To this point in time, the government's intentions have been wanting. The current minister, as president of the UNFCC, showed up at the international meetings in Bonn, Germany, the latest gathering of climate change efforts internationally, and declared to the world that Canada no longer had any intention of meeting its Kyoto targets.

I can understand the minister's dismay, after having seen the evidence put before her, because the previous government was unwilling, unable and inept at dealing with the issue of climate change. While that government had many programs, it had few results and pollution rose.

The Federation of Canadian Municipalities, the gathering of municipal leaders from across this country, met in Montreal. The minister was invited and agreed to attend. She had a speaking spot in front of a couple of thousand decision-makers in our country, and at the very last minute bailed for no given reason.

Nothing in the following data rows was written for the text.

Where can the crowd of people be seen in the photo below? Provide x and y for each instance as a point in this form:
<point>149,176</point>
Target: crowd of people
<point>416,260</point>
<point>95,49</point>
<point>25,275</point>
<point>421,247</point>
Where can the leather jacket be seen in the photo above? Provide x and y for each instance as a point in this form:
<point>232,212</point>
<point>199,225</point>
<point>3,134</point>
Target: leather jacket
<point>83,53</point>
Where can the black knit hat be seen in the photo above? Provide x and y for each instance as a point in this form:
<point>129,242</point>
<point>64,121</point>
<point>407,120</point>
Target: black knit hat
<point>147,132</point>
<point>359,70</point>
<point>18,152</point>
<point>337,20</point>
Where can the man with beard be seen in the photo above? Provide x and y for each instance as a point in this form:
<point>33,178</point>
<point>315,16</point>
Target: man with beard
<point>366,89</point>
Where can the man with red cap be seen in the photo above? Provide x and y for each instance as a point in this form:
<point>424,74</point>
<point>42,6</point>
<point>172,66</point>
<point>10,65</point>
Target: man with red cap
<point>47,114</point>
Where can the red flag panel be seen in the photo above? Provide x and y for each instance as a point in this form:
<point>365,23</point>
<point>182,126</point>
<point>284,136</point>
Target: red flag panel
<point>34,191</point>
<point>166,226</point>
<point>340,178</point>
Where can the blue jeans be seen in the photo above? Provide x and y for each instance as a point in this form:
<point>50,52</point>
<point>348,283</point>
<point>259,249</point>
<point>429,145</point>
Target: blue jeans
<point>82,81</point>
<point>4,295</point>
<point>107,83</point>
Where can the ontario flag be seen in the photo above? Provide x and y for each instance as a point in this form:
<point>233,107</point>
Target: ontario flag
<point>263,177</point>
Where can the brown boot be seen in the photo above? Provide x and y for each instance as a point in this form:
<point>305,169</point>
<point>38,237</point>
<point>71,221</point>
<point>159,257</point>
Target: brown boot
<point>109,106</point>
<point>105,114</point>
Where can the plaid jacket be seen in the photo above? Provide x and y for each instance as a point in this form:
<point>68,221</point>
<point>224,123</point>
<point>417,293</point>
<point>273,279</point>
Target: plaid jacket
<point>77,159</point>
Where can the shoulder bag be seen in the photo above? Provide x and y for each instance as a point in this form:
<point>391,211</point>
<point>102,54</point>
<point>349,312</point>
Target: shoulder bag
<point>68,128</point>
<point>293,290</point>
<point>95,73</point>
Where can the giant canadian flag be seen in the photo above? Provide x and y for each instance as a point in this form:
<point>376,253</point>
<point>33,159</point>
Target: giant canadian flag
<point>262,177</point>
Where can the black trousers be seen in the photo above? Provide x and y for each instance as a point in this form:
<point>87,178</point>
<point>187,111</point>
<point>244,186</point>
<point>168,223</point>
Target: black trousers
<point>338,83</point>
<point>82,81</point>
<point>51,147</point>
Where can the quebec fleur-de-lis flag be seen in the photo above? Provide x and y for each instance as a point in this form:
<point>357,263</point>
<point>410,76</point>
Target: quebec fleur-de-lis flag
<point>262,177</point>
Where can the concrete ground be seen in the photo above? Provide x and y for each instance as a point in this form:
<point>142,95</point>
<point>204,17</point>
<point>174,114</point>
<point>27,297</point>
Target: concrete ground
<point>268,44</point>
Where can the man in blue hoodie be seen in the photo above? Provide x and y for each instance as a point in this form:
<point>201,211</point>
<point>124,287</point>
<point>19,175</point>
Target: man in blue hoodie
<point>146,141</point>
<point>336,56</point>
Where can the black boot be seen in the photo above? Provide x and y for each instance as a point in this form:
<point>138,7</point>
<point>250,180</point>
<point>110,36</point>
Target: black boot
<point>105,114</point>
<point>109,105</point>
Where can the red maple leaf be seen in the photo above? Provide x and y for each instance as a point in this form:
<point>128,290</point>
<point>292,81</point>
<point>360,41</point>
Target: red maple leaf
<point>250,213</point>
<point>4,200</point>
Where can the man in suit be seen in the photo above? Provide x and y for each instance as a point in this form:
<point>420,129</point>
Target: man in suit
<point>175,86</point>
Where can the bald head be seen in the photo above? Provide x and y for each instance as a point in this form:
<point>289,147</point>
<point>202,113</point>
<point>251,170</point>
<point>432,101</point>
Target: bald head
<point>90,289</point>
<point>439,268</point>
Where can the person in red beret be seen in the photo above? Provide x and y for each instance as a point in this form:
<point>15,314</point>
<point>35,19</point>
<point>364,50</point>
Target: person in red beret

The largest conference of leading scientists in this country was held in Toronto just after the meeting in Montreal to discuss smog and what needs to be done. The minister was the first minister in Canadian history not to attend this conference. She did not send a representative or a delegate.

My question is very simple. Is this so-called green plan, that the government is going to announce in the next couple of weeks, going to follow the path of the apologists for the biggest and most polluting industries that are looking to deny and throw doubt on the issue of climate change and the veracity of the science that has been looked at by world experts? Is the government going to continue to subsidize the biggest and most successful oil companies in Canada in the tar sands, or is it going to actually recognize the validity of the science of climate change and the need to act in a deliberate and purposeful way?